Using the Oracle 11GR2 database flash cache

Oracle just released a patch which allows you to use the database flash cache on Oracle Enterprise Linux even if you don’t have exadata storage.  The patch is the obscurely named:

  •    8974084:META BUG FOR FLASH CACHE 11.2PL BUGS TO BACKPORT TO 11.2.0.1 OEL

Once you install the patch you can use any old flash device as a database flash cache.  Below documented some initial dabbling on a very old server and a cheap usb flash device.   The results are not representative of the performance you’d get on quality hardware, but are still interesting.

Setup and configuration

If you just want to experiment using an USB flash device, then you first need to get that device mounted. On test machine create a directory “/mnt/usbflash” then create an /etc/fstab entry like this:

   /dev/sda1               /mnt/usbflash           vfat    noauto,users,rw,umask=0 0 0

On your system you might need to change “/dev/sda1” to another device depending on how your fixed disks are configured.  You should then be able to mount the flashdrive by typiing “mount /dev/sda1”.  Make sure that the mount point is writable by oracle (chmod 777 /mnt/usbflash). 

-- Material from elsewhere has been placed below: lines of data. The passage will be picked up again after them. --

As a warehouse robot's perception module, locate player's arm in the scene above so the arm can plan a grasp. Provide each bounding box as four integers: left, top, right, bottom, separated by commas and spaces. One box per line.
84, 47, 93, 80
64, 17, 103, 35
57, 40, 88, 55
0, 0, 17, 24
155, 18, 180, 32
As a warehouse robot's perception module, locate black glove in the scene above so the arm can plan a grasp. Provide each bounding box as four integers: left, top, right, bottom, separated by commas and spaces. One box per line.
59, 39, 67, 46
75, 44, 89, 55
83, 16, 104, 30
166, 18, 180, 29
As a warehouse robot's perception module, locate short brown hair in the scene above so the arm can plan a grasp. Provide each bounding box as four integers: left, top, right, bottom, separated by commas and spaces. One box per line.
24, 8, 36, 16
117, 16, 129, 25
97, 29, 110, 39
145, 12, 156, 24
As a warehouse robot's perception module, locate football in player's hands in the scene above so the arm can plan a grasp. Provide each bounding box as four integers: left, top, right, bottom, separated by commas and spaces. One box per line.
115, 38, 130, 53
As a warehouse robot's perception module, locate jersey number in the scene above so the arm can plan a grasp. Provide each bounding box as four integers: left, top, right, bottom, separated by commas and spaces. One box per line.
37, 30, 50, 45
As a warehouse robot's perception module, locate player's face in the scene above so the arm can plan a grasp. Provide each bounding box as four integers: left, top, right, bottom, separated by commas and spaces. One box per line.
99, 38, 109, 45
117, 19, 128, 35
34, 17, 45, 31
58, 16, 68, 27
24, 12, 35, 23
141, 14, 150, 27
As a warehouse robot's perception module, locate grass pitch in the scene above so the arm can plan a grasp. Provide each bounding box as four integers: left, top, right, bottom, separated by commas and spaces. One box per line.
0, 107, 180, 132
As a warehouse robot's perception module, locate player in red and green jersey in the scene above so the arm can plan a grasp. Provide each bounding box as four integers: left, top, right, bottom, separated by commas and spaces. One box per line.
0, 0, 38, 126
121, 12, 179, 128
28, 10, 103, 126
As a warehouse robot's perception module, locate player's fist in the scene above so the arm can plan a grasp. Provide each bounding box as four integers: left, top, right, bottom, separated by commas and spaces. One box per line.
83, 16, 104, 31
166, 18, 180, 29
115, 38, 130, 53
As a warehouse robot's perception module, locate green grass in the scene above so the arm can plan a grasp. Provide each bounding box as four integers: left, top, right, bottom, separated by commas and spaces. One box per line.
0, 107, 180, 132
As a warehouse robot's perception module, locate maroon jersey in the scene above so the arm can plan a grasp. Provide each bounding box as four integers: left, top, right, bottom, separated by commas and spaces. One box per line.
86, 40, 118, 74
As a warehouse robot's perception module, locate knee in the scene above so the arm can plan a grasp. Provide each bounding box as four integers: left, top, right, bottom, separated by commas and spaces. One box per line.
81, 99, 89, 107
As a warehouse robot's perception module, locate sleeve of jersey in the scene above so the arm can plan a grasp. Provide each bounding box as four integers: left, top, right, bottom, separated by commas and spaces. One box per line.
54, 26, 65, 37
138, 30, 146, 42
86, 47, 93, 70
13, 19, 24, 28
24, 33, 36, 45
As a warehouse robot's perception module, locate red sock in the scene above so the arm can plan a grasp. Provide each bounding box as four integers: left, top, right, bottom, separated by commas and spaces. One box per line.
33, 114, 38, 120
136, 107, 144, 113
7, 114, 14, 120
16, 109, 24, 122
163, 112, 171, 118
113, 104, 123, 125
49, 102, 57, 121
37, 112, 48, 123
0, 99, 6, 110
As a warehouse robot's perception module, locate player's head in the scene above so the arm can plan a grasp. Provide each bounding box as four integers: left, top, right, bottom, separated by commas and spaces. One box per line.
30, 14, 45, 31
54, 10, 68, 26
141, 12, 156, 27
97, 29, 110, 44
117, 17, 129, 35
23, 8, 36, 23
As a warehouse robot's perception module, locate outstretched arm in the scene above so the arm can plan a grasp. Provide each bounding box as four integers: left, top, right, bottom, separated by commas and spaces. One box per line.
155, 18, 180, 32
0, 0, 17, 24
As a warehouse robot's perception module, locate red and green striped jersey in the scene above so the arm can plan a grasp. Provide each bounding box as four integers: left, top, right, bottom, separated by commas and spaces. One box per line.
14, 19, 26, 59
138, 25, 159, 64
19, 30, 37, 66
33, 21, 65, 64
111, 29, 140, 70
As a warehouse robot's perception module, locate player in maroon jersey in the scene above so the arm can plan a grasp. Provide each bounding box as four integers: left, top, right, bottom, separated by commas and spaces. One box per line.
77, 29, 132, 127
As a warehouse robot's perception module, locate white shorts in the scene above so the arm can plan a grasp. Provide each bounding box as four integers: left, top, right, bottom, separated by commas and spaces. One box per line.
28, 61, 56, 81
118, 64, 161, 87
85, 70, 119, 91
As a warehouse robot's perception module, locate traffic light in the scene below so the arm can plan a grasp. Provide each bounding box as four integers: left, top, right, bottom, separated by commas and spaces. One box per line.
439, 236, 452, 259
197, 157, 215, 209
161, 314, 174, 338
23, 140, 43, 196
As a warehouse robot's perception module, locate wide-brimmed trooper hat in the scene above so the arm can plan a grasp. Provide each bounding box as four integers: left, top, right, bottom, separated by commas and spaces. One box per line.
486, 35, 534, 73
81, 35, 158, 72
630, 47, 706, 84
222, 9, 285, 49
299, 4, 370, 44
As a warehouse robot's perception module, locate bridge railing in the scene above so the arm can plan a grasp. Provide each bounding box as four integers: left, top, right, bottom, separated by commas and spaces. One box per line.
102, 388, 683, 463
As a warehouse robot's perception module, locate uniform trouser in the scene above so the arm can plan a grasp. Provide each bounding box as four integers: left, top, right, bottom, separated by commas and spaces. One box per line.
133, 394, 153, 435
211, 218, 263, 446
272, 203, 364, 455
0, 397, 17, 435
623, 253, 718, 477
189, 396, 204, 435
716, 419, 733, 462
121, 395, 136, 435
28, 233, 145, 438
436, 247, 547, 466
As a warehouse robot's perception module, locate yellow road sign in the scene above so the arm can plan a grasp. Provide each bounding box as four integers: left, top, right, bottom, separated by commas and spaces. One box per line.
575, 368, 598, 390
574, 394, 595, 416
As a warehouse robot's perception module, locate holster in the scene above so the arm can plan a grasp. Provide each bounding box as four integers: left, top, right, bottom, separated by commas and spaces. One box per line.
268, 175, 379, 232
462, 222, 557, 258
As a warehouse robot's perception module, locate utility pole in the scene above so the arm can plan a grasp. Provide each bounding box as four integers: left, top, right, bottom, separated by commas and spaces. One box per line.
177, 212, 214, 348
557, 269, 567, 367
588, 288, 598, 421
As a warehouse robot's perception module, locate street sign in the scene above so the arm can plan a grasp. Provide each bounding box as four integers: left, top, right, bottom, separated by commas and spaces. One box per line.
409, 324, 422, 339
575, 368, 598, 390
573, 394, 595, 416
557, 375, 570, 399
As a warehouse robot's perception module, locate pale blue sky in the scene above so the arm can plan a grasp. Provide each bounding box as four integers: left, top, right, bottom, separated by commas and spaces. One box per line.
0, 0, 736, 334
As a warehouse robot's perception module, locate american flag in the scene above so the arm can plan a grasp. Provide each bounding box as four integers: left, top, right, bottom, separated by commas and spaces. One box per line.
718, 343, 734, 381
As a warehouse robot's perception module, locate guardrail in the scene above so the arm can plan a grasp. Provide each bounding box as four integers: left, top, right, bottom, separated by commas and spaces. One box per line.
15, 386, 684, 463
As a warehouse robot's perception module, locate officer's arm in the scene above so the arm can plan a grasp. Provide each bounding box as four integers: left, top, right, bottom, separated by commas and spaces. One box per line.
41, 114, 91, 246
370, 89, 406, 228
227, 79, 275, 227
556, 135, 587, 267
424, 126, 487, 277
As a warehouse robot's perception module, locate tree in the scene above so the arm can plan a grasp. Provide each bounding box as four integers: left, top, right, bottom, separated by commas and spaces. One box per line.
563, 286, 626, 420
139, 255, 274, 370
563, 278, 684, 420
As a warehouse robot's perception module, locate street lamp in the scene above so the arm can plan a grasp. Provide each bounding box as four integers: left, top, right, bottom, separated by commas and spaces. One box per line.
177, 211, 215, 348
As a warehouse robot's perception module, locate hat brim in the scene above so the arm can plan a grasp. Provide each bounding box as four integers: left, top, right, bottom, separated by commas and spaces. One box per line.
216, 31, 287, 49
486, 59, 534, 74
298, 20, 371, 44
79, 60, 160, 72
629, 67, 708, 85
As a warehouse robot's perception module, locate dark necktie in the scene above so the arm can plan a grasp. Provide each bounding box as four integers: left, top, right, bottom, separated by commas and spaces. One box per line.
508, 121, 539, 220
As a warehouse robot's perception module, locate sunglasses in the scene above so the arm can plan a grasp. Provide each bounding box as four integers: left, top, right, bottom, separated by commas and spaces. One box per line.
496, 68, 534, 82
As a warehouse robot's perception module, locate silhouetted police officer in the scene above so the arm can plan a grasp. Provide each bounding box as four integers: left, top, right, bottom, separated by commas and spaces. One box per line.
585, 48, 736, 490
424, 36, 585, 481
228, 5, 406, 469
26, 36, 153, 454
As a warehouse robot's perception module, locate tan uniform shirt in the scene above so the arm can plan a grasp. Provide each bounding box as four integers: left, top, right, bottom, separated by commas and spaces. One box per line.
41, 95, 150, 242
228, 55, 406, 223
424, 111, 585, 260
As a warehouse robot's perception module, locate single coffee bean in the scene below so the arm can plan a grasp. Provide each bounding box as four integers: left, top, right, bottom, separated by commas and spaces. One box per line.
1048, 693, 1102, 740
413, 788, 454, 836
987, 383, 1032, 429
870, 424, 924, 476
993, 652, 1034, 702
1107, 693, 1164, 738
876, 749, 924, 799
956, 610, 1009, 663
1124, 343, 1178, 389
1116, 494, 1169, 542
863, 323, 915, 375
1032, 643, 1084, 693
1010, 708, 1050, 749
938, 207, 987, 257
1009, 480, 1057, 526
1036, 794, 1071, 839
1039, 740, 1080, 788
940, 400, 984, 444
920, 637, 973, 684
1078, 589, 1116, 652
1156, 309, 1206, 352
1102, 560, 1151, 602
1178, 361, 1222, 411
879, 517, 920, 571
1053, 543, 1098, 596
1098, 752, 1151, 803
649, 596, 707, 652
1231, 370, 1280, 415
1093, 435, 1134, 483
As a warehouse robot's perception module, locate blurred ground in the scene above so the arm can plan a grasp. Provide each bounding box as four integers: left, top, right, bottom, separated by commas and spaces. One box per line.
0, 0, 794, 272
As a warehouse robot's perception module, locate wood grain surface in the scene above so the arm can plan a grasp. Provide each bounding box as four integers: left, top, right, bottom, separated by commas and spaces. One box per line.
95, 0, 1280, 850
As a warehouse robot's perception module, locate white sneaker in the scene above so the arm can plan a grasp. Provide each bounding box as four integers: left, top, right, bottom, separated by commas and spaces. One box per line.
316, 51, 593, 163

Once mounted, you configure the flash cache by setting the parameters DB_FLASH_CACHE_FILE and DB_FLASH_CACHE_SIZE.  My settings are shown below:

Note that the value of DB_FLASH_CACHE_FILE needs to be a file on the flash drive, not the flash drive mount point itself.

Once these parameters are set, the flash cache will be enabled and will act as a secondary cache to the buffer cache.  When a block is removed from the primary cache, it will still exist in the flash cache, and can be read back without a physical read to the spinning disk.

Monitoring

There’s a few ways to examine how the flash cache is being used.  Firstly,  V$SYSSTAT contains some new statistics showing the number of blocks added to the cache and the number of “hits” that were satisfied from cache (script here):

Some new wait events are now visible showing the waits incurred when adding or reading from the flash  cache.   Below we see that ‘db flash’ waits are higher than ‘db file sequential read’, though reads from the flash cache are much quicker than reads from disk (but there are a lot more of them):

Now, remember that I could not have picked worst hardware for this test – an old two CPU intel box and a cheap thumb drive.  Even so, it’s remarkable how high the write overhead is in comparison to the total time.    Although the flash reads save time when compared to db file sequential reads, the overhead of maintaining the cache can be high because flash based SSD has a relatively severe write penalty.

All flash-based Solid State Disk have issues with write performance.  However, cheap Multi Level Cell (MLC) flash take about 3 times as long to write as the more expensive Single Level Cell (SLC).  When flash drives are new, the empty space can be written to in single page increments (usually 4KB).  However, when the flash drive is older, writes typically require erasing a complete 128 page block which is very much slower.  My cheap USB drive was old and MLC, so it had very poor write performance.   But even the best flash based SSD is going to be much slower for writes than for reads, and in some cases using a  flash cache might slow a database down as a result.  So monitoring is important.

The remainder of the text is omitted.